Session 5: Causation vs. Correlation — Thinking Like an Economist
Note
Date: Thursday, 21 May 2026, 16:00–19:00
Business question
Is there a gender wage gap among US workers — and what would it take to interpret a regression coefficient as evidence of discrimination?
Learning goals
- Distinguish causal from associational claims — and articulate why the difference matters in business and policy contexts
- Read and draw a simple DAG: identify confounders, mediators, and colliders
- Explain the bad control problem: why controlling for a mediator answers a different question
- Interpret a sequence of regression models on the gender wage gap given a stated causal model
- Critically evaluate causal claims in business reports and media using DAG reasoning
Dataset
CPS earnings 2014 — US Current Population Survey, Monthly Outgoing Rotation Group.
| Variable | Description |
|---|---|
wage |
Hourly wage (USD) = weekly earnings / usual weekly hours |
female |
1 = female, 0 = male |
age |
Age in years |
educ |
Educational attainment (CPS grade92 scale: 31–46) |
occ |
Occupation group (Census 2010 codes) |
Source: Békés & Kézdi (2021).

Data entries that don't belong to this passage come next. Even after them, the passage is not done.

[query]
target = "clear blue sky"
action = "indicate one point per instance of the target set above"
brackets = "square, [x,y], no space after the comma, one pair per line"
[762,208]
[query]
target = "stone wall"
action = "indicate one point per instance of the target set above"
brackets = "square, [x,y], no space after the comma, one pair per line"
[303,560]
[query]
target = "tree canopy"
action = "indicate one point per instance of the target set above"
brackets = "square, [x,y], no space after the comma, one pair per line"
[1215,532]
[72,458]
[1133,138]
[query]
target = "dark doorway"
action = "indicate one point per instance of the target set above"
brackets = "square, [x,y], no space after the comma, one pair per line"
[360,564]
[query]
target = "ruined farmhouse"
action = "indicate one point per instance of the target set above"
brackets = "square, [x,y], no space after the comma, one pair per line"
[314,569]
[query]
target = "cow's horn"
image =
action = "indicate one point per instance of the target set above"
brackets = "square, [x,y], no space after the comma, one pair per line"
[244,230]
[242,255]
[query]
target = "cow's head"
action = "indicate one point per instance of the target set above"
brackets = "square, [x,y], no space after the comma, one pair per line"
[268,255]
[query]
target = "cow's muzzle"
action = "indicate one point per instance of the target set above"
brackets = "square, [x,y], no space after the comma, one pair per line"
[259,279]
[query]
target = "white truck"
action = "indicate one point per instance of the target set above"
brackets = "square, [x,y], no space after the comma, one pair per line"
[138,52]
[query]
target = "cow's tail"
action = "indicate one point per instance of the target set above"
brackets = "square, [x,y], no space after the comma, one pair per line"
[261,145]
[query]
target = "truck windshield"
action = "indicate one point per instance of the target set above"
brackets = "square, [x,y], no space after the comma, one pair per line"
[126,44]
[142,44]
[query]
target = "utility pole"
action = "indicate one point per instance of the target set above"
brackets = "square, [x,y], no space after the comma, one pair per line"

Full dataset documentation: https://gabors-data-analysis.com/datasets/cps-earnings.
Session outline
- Take-home Task 2 debrief (~30 min)
- Input: the identification question; DAGs; confounders, mediators, colliders
- Live demo: three-model wage gap progression with DAG interpretation
- Break
- In-session exercise
- Debrief + Quarto skill: structuring an analytical narrative
Materials
| File | Description |
|---|---|
| Slides | Lecture slides — open in browser, press F for fullscreen |
| Live demo | Coding document built during the session — three models, DAG interpretation |
| Exercise | In-session exercise: interpreting the gender wage gap (via GitHub Classroom) |
| Exercise solution | Example solution (added after session) |
Quarto skill introduced this session
Structuring an analytical narrative: how to move from exploratory output to a coherent written argument.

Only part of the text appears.